Procédure devant la cour :
Par une requête, enregistrée le 2 octobre 2017, M. et MmeF..., représentés par MeB..., demandent à la cour :
1°) d'annuler ce jugement du tribunal administratif de Nantes du 9 août 2017 ;
2°) d'annuler les arrêtés de la préfète de la Loire-Atlantique du 4 août 2017 ;
3°) d'enjoindre à la préfète de la Loire-Atlantique de leur remettre une autorisation provisoire de séjour en qualité de demandeur d'asile, ou à défaut de réexaminer leurs demandes dans un délai de 48 heures à compter de la notification de l'arrêt à intervenir ;
4°) de mettre à la charge de l'Etat la somme de 1 500 euros en application des articles L. 761-1 du code de justice administrative et 37 de la loi du 10 juillet 1991.
Ils soutiennent que :
en ce qui concerne les décisions de remise aux autorités allemandes :
- elles ne sont pas suffisamment motivées ;
- la confusion existant sur le fondement légal de la demande de reprise en charge par l'Allemagne traduit un défaut d'examen préalable et sérieux de la part du préfet ;
- ces décisions sont entachées en conséquence d'un défaut de base légale ;
- les décisions sont entachées d'une erreur de droit dès lors que c'est l'Italie qui leur a délivré un visa de court séjour pour entrer sur le territoire des Etats membres ; les dispositions de l'article 12 du règlement 604/2013 ont été méconnues ;
en ce qui concerne les décisions d'assignation à résidence :
- elles sont insuffisamment motivées ;
- elles sont illégales en raison de l'illégalité des décisions portant réadmission vers l'Allemagne ;
- elles méconnaissent les dispositions de l'article L. 561-2 du code de l'entrée et du séjour des étrangers et du droit d'asile.

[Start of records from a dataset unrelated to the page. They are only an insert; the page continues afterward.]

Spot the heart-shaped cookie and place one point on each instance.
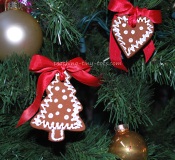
(131, 40)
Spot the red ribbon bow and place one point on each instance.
(76, 67)
(124, 7)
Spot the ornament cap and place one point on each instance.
(122, 127)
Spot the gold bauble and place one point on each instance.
(19, 33)
(128, 145)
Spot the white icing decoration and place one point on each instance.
(61, 126)
(141, 28)
(64, 97)
(50, 115)
(55, 100)
(60, 106)
(130, 40)
(57, 88)
(125, 32)
(68, 110)
(116, 30)
(124, 25)
(66, 117)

Par un mémoire en défense, enregistré le 13 septembre 2018, le préfet de la Loire-Atlantique conclut au rejet de la requête.

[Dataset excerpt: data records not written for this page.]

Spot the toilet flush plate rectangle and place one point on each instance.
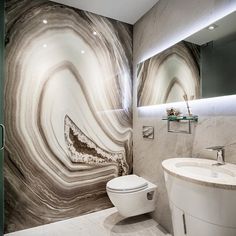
(148, 132)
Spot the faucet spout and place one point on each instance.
(220, 154)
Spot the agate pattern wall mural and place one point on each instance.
(67, 111)
(170, 75)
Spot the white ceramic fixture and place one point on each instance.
(132, 195)
(202, 196)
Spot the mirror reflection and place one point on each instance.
(201, 66)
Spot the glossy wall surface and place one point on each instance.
(67, 110)
(1, 114)
(167, 23)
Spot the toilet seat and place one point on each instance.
(127, 184)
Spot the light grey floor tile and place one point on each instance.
(102, 223)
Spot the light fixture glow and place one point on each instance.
(211, 27)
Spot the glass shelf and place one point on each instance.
(179, 118)
(188, 119)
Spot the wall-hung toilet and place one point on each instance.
(132, 195)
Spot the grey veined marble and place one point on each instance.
(169, 75)
(67, 111)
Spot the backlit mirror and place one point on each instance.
(201, 66)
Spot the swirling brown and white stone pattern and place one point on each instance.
(67, 111)
(169, 75)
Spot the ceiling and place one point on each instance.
(223, 27)
(128, 11)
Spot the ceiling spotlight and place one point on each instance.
(212, 27)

Il soutient qu'aucun des moyens soulevés par M. et Mme F...n'est fondé.
M. et Mme F...ont été admis au bénéfice de l'aide juridictionnelle totale par une décision en date du 1er septembre 2017.
Vu les autres pièces du dossier.
Vu :
- la convention européenne de sauvegarde des droits de l'homme et des libertés fondamentales ;
- le règlement (UE) n° 603/2013 du Parlement européen et du Conseil du 26 juin 2013 ;
- le règlement (UE) n° 604/2013 du Parlement européen et du Conseil du 26 juin 2013 ;
- le code de l'entrée et du séjour des étrangers et du droit d'asile ;
- la loi n° 79-587 du 11 juillet 1979 ;
- la loi n° 91-647 du 10 juillet 1991 ;
- le code de justice administrative.
Le président de la formation de jugement a dispensé le rapporteur public, sur sa proposition, de prononcer des conclusions à l'audience.

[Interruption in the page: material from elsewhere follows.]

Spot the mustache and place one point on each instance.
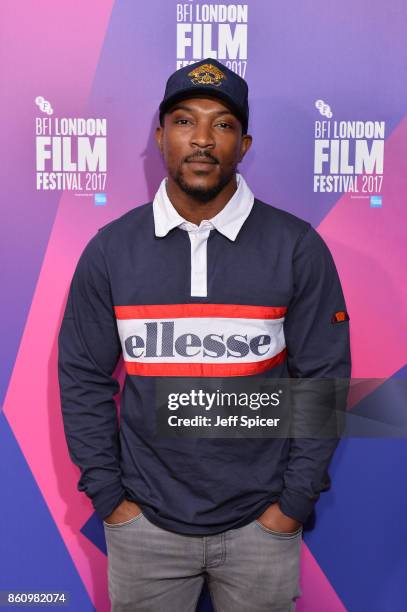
(201, 155)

Les parties ont été régulièrement averties du jour de l'audience.
Ont été entendus au cours de l'audience publique :
- le rapport de Mme Allio-Rousseau ;
- et les observations de MeE..., représentant M. et Mme F....
Considérant ce qui suit :
1. M. H...F..., ressortissant russe né le 7 novembre 1986, et son épouse, Mme D...G..., ressortissante russe née le 28 octobre 1994, relèvent appel du jugement du 9 août 2017 par lequel le magistrat désigné par le président du tribunal administratif de Nantes a rejeté leurs demandes tendant à l'annulation des arrêtés du 4 août 2017 par lesquels le préfet de la Loire-Atlantique a décidé, d'une part, leurs remises aux autorités allemandes et, d'autre part, leur assignation à résidence dans le département de la Loire-Atlantique.
En ce qui concerne les arrêtés portant remise aux autorités allemandes :
2. En premier lieu, les arrêtés contestés visent les articles 3 et 8 de la convention européenne de sauvegarde des droits de l'homme et des libertés fondamentales, la convention de Genève et le protocole de New-York, le règlement (UE) n° 604/2013 du 26 juin 2013, notamment son article 18.1.b), et le code de l'entrée et du séjour des étrangers et du droit d'asile, notamment ses articles L. 742-3 à L. 742-6. Par ailleurs, le préfet de la Loire-Atlantique y relate le parcours personnel des requérants, rappelle qu'ils ont déposé une demande d'asile en Allemagne sous une autre identité, leur entrée irrégulière en France, l'envoi aux autorités allemandes d'une demande de reprise en charge des intéressés, l'acceptation de ces autorités, l'absence de motif de dérogation au titre des articles 3-2 et 17 du règlement (UE) n° 604/2013. Enfin les arrêtés font état de ce que, compte tenu de leur arrivée récente en France, le transfert des requérants en Allemagne ne porte pas d'atteinte disproportionnée à leur droit au respect de leur vie privée et familiale et qu'ils n'établissent pas l'existence de risques personnellement encourus portant atteinte au droit d'asile en cas de transfert en Allemagne. Dans ces conditions, le moyen tiré du défaut de motivation des décisions en litige doit être écarté comme manquant en fait.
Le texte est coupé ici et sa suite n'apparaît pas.